As an example, a simplistic approach to word suggestions in the phone keyboard would be a “starts with” search, yielding terrible results for the following two searches:
name:b* baba,babbage,babble,babcock,babe
name:bee* beef,beehive,beep,beeper,beeps
Solr comes with a stemming algorithm to identify words with similar endings, e.g. “run” and “running.” The word list includes essentially every possible grammatical variation of these as it is, so doing a “starts with” search means we don’t need to turn on stemming.
Improving the previous example to sort by frequency yields nearly the same result as my phone:
{!boost b=count}(name:b*) been,before,between,back
{!boost b=count}(name:bee*) been,beer,beef,bee,beethoven
The third term in the result, “bee,” is exactly what the user typed. This should be removed to make better use of limited screen real-estate on the phone.

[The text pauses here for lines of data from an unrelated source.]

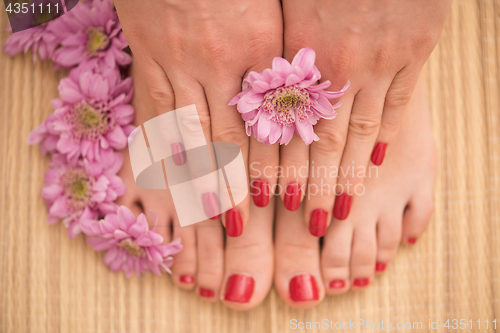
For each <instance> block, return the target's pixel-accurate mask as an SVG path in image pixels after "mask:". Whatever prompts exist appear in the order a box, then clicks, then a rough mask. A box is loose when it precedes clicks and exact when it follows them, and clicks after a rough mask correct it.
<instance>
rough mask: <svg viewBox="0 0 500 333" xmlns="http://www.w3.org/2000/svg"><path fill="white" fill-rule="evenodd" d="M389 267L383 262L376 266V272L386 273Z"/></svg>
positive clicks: (375, 267) (377, 263)
mask: <svg viewBox="0 0 500 333" xmlns="http://www.w3.org/2000/svg"><path fill="white" fill-rule="evenodd" d="M386 267H387V265H386V264H385V263H383V262H378V263H376V264H375V271H377V272H383V271H385V268H386Z"/></svg>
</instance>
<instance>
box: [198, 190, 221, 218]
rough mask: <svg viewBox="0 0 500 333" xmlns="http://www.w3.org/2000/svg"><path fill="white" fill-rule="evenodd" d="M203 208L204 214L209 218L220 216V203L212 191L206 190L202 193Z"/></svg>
mask: <svg viewBox="0 0 500 333" xmlns="http://www.w3.org/2000/svg"><path fill="white" fill-rule="evenodd" d="M202 201H203V210H204V211H205V215H206V216H207V217H208V218H210V219H211V220H214V219H217V218H218V217H219V216H220V204H219V199H217V195H216V194H215V193H214V192H206V193H203V195H202Z"/></svg>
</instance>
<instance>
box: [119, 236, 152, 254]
mask: <svg viewBox="0 0 500 333" xmlns="http://www.w3.org/2000/svg"><path fill="white" fill-rule="evenodd" d="M118 246H119V247H121V248H122V249H124V250H125V251H127V253H128V254H130V255H131V256H132V257H136V258H143V257H145V256H146V252H145V251H144V249H143V248H142V247H141V246H139V245H137V244H135V243H134V242H133V241H132V240H131V239H130V238H127V239H124V240H122V241H121V242H120V243H118Z"/></svg>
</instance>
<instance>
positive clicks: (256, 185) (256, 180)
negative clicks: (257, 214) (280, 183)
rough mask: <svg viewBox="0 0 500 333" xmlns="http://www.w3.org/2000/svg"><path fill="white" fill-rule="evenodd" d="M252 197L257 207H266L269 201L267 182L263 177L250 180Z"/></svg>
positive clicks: (254, 203) (268, 187)
mask: <svg viewBox="0 0 500 333" xmlns="http://www.w3.org/2000/svg"><path fill="white" fill-rule="evenodd" d="M251 190H252V198H253V203H254V204H255V206H257V207H266V206H267V204H268V203H269V183H268V182H267V181H265V180H263V179H255V180H254V181H252V186H251Z"/></svg>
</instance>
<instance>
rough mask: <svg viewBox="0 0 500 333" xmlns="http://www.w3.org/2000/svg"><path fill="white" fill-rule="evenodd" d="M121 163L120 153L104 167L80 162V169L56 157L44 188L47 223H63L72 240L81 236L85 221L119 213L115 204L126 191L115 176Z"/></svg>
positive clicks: (64, 160) (98, 163) (52, 156)
mask: <svg viewBox="0 0 500 333" xmlns="http://www.w3.org/2000/svg"><path fill="white" fill-rule="evenodd" d="M122 163H123V158H122V155H121V154H120V153H113V155H111V156H110V157H109V158H108V159H106V160H105V161H104V162H102V163H90V162H88V161H83V160H80V161H79V162H78V164H77V165H71V164H68V163H67V161H66V157H65V156H64V155H61V154H54V155H53V156H52V159H51V161H50V168H49V170H47V172H46V173H45V186H44V187H43V188H42V197H43V199H44V200H45V203H46V205H47V209H48V210H49V216H48V218H47V222H48V223H50V224H54V223H56V222H59V221H61V222H62V223H63V224H64V225H65V226H66V227H67V228H68V234H69V237H70V238H74V237H75V236H77V235H78V234H79V233H80V222H81V221H82V219H83V220H88V219H96V218H98V217H99V216H104V215H105V214H109V213H113V212H116V209H117V208H118V206H117V205H116V204H115V203H114V202H113V201H115V200H116V198H117V197H118V196H120V195H123V194H124V193H125V191H126V188H125V185H124V184H123V182H122V180H121V178H120V177H118V176H117V175H116V173H117V172H118V170H119V169H120V168H121V165H122Z"/></svg>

{!boost b=count}(name:bee*) -name:bee been,beer,beef,beethoven,beech
The problem with this technique is that it assumes that the user typed exactly what they wanted. We can improve this result by storing incorrectly spelled versions of words, and searching against those – if the user mis-types, the search engine can return the original, correct spelling.

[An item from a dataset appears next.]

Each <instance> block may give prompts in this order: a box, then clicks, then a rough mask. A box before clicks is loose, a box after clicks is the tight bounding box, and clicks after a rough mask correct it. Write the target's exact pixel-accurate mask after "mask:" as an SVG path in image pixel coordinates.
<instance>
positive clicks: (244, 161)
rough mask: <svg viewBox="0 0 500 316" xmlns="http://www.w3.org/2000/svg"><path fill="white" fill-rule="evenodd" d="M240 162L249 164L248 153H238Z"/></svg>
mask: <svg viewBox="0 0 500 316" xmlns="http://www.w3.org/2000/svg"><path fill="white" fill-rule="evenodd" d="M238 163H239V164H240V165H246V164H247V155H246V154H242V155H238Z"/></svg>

To do this, Solr lets you store the same data in multiple formats. For instance, say we add a field called “duplicate,” which removes all duplicate letters. “Beer” becomes “Ber,” “Bookkeeper” becomes “Bokeper,” and so on. The same transformation is applied to the user’s input before searching.
{!boost b=count}(duplicate:bok* OR name:bookk*) book,books,book's,booked,bookseller
This returns good results, even though the user hit “k” twice.
For a second improvement, I’ve added a field which treats each sequence of three characters on the keyboard as equivalent: “q”, “w”, “e” or “r”, “t”, “y”, etc. Each letter of the word is replaced by the first of the sequence – this yields “vqq” for the word “bee.”
{!boost b=count}(typos:vqq*) -name:bee been,need,news,newspaper
These are all words that might have been intended, if your aim was a bit off. In the following contrived example, the user hit “b” instead of “n”:
{!boost b=count}( (name:bew)^2 or (typos:vqq* and -name:bew*) or (dup:bew* and -name:bew*)) -name:bew been,new,need,news,newspaper
{!boost b=sum(appcount,log(count))}name:bee*
Using log(count) will still return records ordered by frequency, but allows the frequency of word use with in an app to override the real-world usage, since log(count) is less than seven or eight for all words in this dataset.
I hit the ‘v’ and the ‘L’ a lot for whatever reason, so adding the field which treats the letters as equivalent to others makes a lot of sense to me. I bet there are a whole bunch more ways you can tighten up the guessing game the phone plays, too.